Opinion
13363 Index No. 154550/17 Case No. 2020-02314
03-16-2021
Beldock Levine & Hoffman LLP, New York ( Karen Dippold of counsel), for appellant. James E. Johnson, Corporation Counsel, New York ( Zachary S. Shapiro of counsel), for respondents.
Beldock Levine & Hoffman LLP, New York ( Karen Dippold of counsel), for appellant.
James E. Johnson, Corporation Counsel, New York ( Zachary S. Shapiro of counsel), for respondents.
Manzanet–Daniels, J.P., Mazzarelli, Mendez, Shulman, JJ.
Order, Supreme Court, New York County (Laurence L. Love, J.), entered March 3, 2020, which granted defendants' motion for summary judgment dismissing the complaint, unanimously affirmed, without costs.
Defendants made out a prima facie case that Officer Gleason's actions were objectively reasonable under the circumstances, which required split-second decision making ( Pacheco v. City of New York, 104 A.D.3d 548, 549, 961 N.Y.S.2d 408 [1st Dept. 2013] ; Elias v. City of New York, 173 A.D.3d 538, 102 N.Y.S.3d 192 [1st Dept. 2019] ).
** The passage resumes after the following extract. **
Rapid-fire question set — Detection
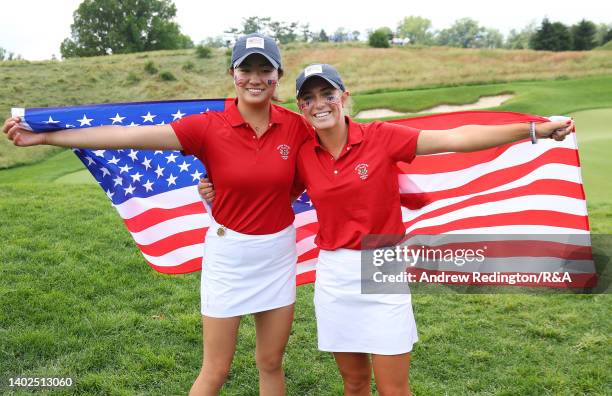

The record raises disputed issues of fact as to whether Officer Gleason knew or should have known that plaintiff's decedent, Garry Conrad, was an emotionally disturbed person at the time of their interaction. However, even using the Patrol Guide guidelines applicable to interactions with emotionally disturbed persons to inform the standard of care ( see Lubecki v. City of New York, 304 A.D.2d 224, 233–234, 758 N.Y.S.2d 610 [1st Dept. 2003], lv denied 2 N.Y.3d 701, 778 N.Y.S.2d 459, 810 N.E.2d 912 [2004] ), under the totality of the circumstances, Officer Gleason was entitled to qualified immunity because his actions in attempting to arrest Conrad were matters of discretion and professional judgment that did not violate any clearly established procedures or protocol ( see Davila v. City of New York, 139 A.D.3d 890, 892–893, 33 N.Y.S.3d 306 [2d Dept. 2016], lv denied 28 N.Y.3d 914, 2017 WL 580238 [2017] ; Pacheco, 104 A.D.3d at 549, 961 N.Y.S.2d 408 ).
Plaintiff no longer contends that two other officers violated protocols in using deadly force after Conrad pulled out a knife, and any claim that Officer Gleason's use of force in connection with the attempted arrest proximately caused Conrad's death is highly attenuated, given the intervening conduct ( see County of Los Angeles v. Mendez, ––– U.S. ––––, 137 S. Ct. 1539, 1547, 198 L.Ed.2d 52 [2017] ; Ferreira v. City of Binghamton, 975 F.3d 255, 279 [2d Cir.2020] ; see generally Lee v. New York City Hous. Auth., 25 A.D.3d 214, 220, 803 N.Y.S.2d 538 [1st Dept. 2005] )
As for the assault and battery claims, Officer Gleason had probable cause to arrest Conrad, for, among other things, aggravated harassment, and because plaintiff does not allege and the record does not show that Conrad sustained injuries as a result of Gleason's attempted arrest, those claims were properly dismissed ( see Price v. City of New York, 172 A.D.3d 625, 628–629, 103 N.Y.S.3d 31 [1st Dept. 2019] ; Davidson v. City of New York, 155 A.D.3d 544, 544, 65 N.Y.S.3d 520 [1st Dept. 2017] ).